By Tanya Connor | The Catholic Free Press

WORCESTER – The United States has gone from being a country where religion was protected and supported, to one where religion was treated with indifference to one where it is treated with hostility, Bishop McManus said June 22.
He was speaking at the diocesan observance of the Fortnight for Freedom at St. Paul Cathedral.
He celebrated Mass for the Protection of Religious Freedom, where he preached about the topic. A few priests concelebrated, several deacons assisted and more than 70 people attended the Mass, held on the Feast of Saints John Fisher and Thomas More, who have been called patron saints of religious freedom.
Bishop McManus was also this year’s speaker for the reception after the Mass, where he talked about freedom to live one’s faith in the political sphere.
“Freedom for Mission” is the theme of the Fortnight, a nationwide observance held June 21-July 4. The U.S. Catholic bishops initiated it in 2012, in response to the mandate proposed and finalized by the U.S. Department of Health and Human Services, as part of the health care reform law dubbed Obamacare.
The HHS mandate required employers to provide their employees with health insurance coverage that includes abortifacients, contraceptives and sterilization, which the Catholic Church opposes – or face fines.
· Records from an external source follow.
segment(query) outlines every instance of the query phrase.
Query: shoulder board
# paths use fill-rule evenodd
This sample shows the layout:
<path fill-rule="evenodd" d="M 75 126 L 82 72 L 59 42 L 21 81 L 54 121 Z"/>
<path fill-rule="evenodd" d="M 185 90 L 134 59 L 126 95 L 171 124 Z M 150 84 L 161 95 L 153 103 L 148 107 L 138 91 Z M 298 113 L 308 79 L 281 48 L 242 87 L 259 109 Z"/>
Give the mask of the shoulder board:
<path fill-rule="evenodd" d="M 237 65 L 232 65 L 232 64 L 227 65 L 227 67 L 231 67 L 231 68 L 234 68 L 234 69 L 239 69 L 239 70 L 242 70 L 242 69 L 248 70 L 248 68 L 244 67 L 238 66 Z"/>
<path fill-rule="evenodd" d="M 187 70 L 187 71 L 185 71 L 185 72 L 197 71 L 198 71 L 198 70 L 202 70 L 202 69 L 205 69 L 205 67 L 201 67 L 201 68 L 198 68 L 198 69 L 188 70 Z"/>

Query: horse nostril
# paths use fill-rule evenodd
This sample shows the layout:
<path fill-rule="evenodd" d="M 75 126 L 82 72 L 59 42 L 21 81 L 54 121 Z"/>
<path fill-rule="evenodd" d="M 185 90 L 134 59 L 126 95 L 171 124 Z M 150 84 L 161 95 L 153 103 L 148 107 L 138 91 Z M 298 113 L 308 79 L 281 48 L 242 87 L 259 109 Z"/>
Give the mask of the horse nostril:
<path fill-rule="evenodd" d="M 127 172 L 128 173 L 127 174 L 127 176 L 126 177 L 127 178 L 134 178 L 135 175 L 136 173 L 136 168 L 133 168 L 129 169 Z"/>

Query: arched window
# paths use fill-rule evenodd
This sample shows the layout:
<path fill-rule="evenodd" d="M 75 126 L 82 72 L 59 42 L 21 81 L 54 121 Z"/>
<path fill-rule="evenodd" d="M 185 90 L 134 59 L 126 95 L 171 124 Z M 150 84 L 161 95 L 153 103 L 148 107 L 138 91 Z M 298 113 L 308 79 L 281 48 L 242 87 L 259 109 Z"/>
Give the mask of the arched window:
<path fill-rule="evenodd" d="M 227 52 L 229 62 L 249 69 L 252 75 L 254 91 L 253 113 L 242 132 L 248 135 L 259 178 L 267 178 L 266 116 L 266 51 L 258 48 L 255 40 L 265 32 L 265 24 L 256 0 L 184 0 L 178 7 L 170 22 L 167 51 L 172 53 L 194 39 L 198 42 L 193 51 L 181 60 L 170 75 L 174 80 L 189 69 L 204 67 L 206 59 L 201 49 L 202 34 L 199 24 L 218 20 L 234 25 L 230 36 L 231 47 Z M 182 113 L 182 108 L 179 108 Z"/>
Diocese of Worcester began observance of the Fortnight for Freedom with Mass, June 22 at St. Paul Cathedral. Photo by Tanya Connor

Diocese of Worcester began observance of the Fortnight for Freedom with Mass, June 22 at St. Paul Cathedral. Photo by Tanya Connor

The Little Sisters of the Poor filed a lawsuit against that, saying they would close their homes for the elderly rather than violate their consciences, Bishop McManus said in his homily. They received relief from a member of the U.S. Supreme Court, but even with President Donald Trump’s recent executive order, relief may be temporary, the bishop said. He spoke of the need to write an exemption into the law.
The tables have turned since the Sisters came to the United States in 1868. After that, their ministry to the poor and elderly became so widely admired that the government gave them the right and money to expand, Bishop McManus said. They were even allowed to beg for support for their apostolate in federal buildings in Washington, D.C.
In his talk after Mass, Bishop McManus spoke about the United States bishops’ document called “Forming Consciences for Faithful Citizenship.” He talked about forming one’s conscience according to Church moral and social teachings, especially human dignity and the inviolability of human life. He took issue with politicians not taking a pro-life stand and excluding those who do. He detailed Catholics’ responsibility when voting.
Addressing a listener’s question about people pushing for freedom for physician-assisted suicide, Bishop McManus said human beings do not have complete autonomy.
“We do enjoy autonomy, but our autonomy is seen in relation to the reality of God,” he said.
Addressing a question about what an acceptable religion is and whether there should be freedom for things such as witchcraft, Bishop McManus said the right to freedom of religion cannot undercut dimensions of the common good.